Our relationship with food
Food is such an essential part of our lives – it fuels us, it can bring us joy, it can bring us sadness, it can bring us excitement, and it can bring us frustration. What seems like such a simple aspect of human life, is actually something that many have a complicated relationship with, but it doesn’t have to be. Here are 4 ways to start making peace and forming a better relationship with food.
LISTEN TO YOUR HUNGER CUES
Eat when you’re hungry, stop when you’re full. It’s something that seems intuitive, for example looking at babies and toddlers, who will cry when they’re hungry and just stop eating when they’re full. However this “intuitive sense” gets overridden as we live life and are influenced by other factors, eventually losing this ability. Food can often be consumed because it’s a meal time, as a coping mechanism, or simply boredom. By taking a moment and really listening to your body, you’ll be able to have a better understanding of it’s needs, and learn how and when to better fuel it.

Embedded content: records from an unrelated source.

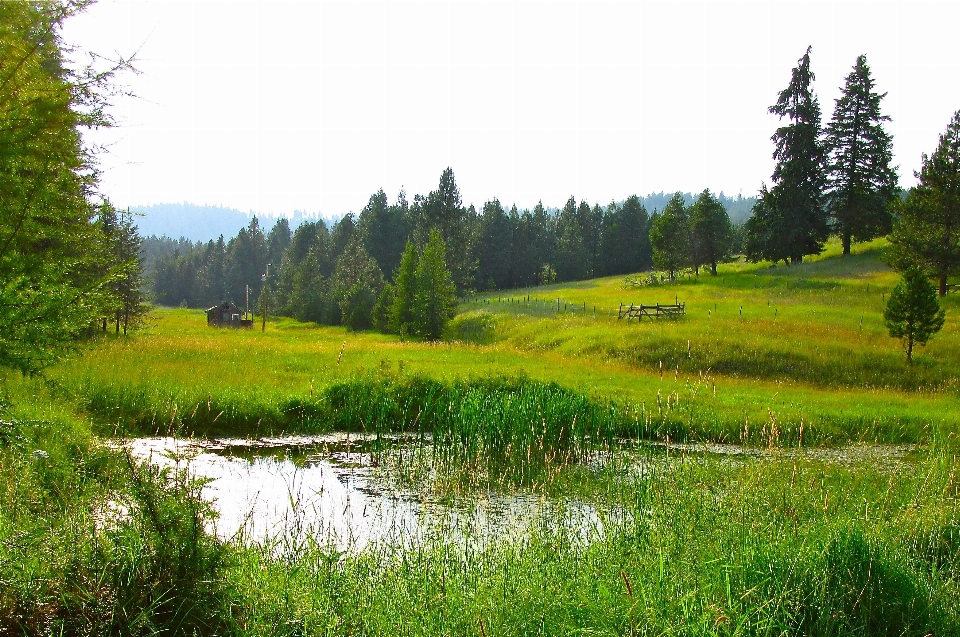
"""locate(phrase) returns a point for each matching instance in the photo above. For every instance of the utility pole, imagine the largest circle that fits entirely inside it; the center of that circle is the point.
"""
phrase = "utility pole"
(266, 291)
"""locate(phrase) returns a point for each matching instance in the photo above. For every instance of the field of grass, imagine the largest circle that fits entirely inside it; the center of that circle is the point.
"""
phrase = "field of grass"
(518, 398)
(809, 351)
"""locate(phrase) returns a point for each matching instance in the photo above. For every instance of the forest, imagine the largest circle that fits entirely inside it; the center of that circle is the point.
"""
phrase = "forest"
(491, 249)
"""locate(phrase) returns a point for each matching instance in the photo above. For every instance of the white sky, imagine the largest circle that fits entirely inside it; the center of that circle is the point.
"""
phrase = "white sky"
(277, 106)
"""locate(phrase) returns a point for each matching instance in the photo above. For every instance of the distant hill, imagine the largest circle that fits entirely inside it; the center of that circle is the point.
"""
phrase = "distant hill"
(739, 208)
(202, 223)
(190, 221)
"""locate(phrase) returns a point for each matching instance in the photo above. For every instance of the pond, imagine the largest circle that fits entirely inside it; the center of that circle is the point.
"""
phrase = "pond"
(292, 491)
(329, 490)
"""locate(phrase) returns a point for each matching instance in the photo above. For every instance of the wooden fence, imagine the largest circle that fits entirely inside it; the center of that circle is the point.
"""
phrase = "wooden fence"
(632, 311)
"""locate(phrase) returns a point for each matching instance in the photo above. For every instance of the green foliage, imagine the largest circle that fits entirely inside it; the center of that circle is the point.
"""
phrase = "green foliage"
(670, 237)
(435, 301)
(793, 221)
(926, 232)
(913, 313)
(710, 230)
(861, 182)
(405, 290)
(357, 283)
(52, 281)
(93, 544)
(123, 255)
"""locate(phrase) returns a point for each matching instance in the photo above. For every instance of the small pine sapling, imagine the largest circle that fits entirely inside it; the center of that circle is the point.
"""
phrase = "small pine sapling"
(913, 313)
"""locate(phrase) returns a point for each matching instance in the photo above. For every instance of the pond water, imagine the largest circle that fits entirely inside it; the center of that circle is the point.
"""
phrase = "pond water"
(296, 490)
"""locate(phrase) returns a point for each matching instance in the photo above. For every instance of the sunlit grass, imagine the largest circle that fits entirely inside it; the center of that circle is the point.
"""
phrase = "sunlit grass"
(797, 357)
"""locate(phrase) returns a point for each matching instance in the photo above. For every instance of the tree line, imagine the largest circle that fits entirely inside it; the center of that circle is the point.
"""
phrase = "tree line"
(336, 274)
(69, 261)
(838, 180)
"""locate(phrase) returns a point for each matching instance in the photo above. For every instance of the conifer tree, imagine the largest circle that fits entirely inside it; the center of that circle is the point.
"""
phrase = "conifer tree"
(52, 285)
(711, 230)
(860, 181)
(670, 237)
(404, 293)
(927, 230)
(796, 222)
(435, 302)
(357, 283)
(913, 313)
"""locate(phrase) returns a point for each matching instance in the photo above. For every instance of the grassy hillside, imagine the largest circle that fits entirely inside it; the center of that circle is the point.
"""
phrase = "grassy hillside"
(518, 399)
(760, 348)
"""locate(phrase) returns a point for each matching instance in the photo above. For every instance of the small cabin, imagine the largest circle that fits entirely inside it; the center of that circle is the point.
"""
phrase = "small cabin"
(227, 315)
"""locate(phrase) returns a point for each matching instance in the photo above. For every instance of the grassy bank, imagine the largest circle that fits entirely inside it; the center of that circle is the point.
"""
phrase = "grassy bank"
(520, 398)
(705, 545)
(808, 353)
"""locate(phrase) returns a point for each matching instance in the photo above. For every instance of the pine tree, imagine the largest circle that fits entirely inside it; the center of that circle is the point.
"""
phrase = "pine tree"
(913, 313)
(860, 182)
(405, 290)
(52, 285)
(796, 222)
(711, 231)
(357, 283)
(435, 302)
(927, 230)
(670, 237)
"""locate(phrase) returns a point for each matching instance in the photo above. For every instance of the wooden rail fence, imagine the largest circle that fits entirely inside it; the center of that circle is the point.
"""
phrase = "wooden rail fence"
(632, 311)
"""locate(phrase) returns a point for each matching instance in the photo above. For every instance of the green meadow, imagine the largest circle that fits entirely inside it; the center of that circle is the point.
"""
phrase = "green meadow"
(833, 511)
(789, 347)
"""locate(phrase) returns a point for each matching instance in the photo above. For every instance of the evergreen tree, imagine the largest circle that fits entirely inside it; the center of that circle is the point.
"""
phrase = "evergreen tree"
(278, 240)
(927, 230)
(764, 230)
(443, 211)
(494, 248)
(357, 283)
(384, 230)
(670, 237)
(52, 283)
(245, 262)
(860, 183)
(129, 283)
(913, 313)
(634, 229)
(711, 230)
(405, 290)
(796, 222)
(435, 300)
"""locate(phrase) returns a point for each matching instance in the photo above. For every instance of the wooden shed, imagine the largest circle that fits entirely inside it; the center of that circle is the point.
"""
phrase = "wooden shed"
(227, 315)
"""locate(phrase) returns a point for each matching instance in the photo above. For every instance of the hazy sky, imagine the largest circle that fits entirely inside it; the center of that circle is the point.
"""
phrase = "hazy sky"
(277, 106)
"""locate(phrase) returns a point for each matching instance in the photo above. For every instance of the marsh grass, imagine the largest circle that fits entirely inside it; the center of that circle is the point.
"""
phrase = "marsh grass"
(710, 547)
(809, 354)
(93, 543)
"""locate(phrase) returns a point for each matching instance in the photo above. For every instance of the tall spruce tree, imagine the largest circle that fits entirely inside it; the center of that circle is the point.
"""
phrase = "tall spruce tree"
(927, 230)
(435, 302)
(861, 183)
(795, 215)
(913, 313)
(670, 237)
(53, 285)
(401, 315)
(711, 231)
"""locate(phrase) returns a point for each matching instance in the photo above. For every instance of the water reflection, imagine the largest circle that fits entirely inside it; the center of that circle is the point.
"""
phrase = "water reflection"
(296, 491)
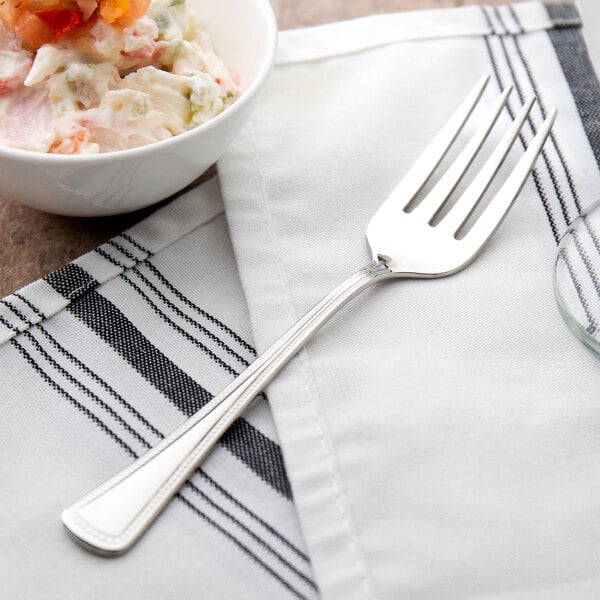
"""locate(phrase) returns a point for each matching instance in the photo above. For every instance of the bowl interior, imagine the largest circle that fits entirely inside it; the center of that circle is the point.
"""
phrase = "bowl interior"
(243, 33)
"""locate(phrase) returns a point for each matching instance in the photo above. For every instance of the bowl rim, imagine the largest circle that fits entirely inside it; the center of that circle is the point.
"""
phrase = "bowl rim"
(139, 151)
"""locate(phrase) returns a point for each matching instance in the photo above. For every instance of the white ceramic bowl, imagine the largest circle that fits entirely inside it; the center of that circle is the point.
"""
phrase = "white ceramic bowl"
(244, 34)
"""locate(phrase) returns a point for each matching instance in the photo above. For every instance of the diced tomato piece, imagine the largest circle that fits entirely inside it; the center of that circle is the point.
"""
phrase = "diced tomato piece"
(114, 10)
(38, 5)
(32, 30)
(60, 20)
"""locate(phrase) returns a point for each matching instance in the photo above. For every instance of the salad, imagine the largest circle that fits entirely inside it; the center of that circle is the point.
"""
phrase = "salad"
(88, 76)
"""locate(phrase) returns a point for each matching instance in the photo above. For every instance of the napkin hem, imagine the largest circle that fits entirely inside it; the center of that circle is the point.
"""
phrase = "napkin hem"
(331, 524)
(332, 40)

LOOK AT FOOD WITH A NEUTRAL PAIR OF LENS
Society has made us believe that foods should be put into categories – “good” foods and “bad” foods. But who’s to say what these definitions of good and bad are? If something is sugary but brings us joy, is that automatically deemed a bad food? My answer to this question is always NO. Different foods serve us different purposes. A strawberry-jam filled donut may not have the same nutritional content as a quinoa tofu power bowl, though both equally delicious, can have very different purposes. That power bowl can be fulfilling our nutritional needs, and a donut can be filling that heart hunger, that craving – and that is okay. One is not better than the other, one is not worst than the other, they are neutral, and the moment we accept that is the moment we release the control food has over us.
EAT YOUR CRAVINGS
Clients are often in awe when I tell them this – “but won’t I eat too much?” “are you sure?” “I don’t understand”. But yes, you heard me right; if you’re craving a triple chocolate brownie with vanilla ice cream, allow yourself to eat it! Diet culture and society has engrained that in order to succeed and achieve our goals, you must restrict yourself and deny the urge to give into cravings. However, this does the exact opposite of what you want – rather putting yourself in a vicious circle of restricting, then overeating or binging on that craving and feeling guilty, and then restricting again. Rather, if you just allowed yourself to eat that brownie and ice cream and allowed yourself to enjoy it, you would feel better and continue on with your day. You’d be surprised that when you listen to your body and eat what you crave, that it finds a way to balance out all your needs.
CONNECT WITH YOUR FOOD
Given our current fast-paced lifestyles, eating is often a secondary thought as we’re in the middle of a Zoom meeting, catching up on our Instagram feed, or in the middle of a Netflix episode. Eating with these other distractions prevents us from really connecting with our food and truly enjoying all that it has to offer. When was the last time that you ate without any distractions – no phone, no TV, no laptop, no book? I challenge you to try one meal with just you and your food, crazy, I know, but it’s worthwhile I promise. I want you to notice the textures, the taste, the appearance, the aromas, and really taste every bite. If we really love food that much, why not give ourselves the time and space to enjoy it?
WHAT TO TAKEAWAY
Many of us have complex relationships with food, and we each have a different, unique and personalized experience with it. Ultimately, we want to make peace with food and have it as a relationship that can contribute positively to your health and well-being. Getting it to this state can be journey, but you don’t have to do it alone – there are many qualified registered dietitians out there that can help guide you through these hurdles. It may be daunting, but even this self-reflection is one step closer to a better relationship with food.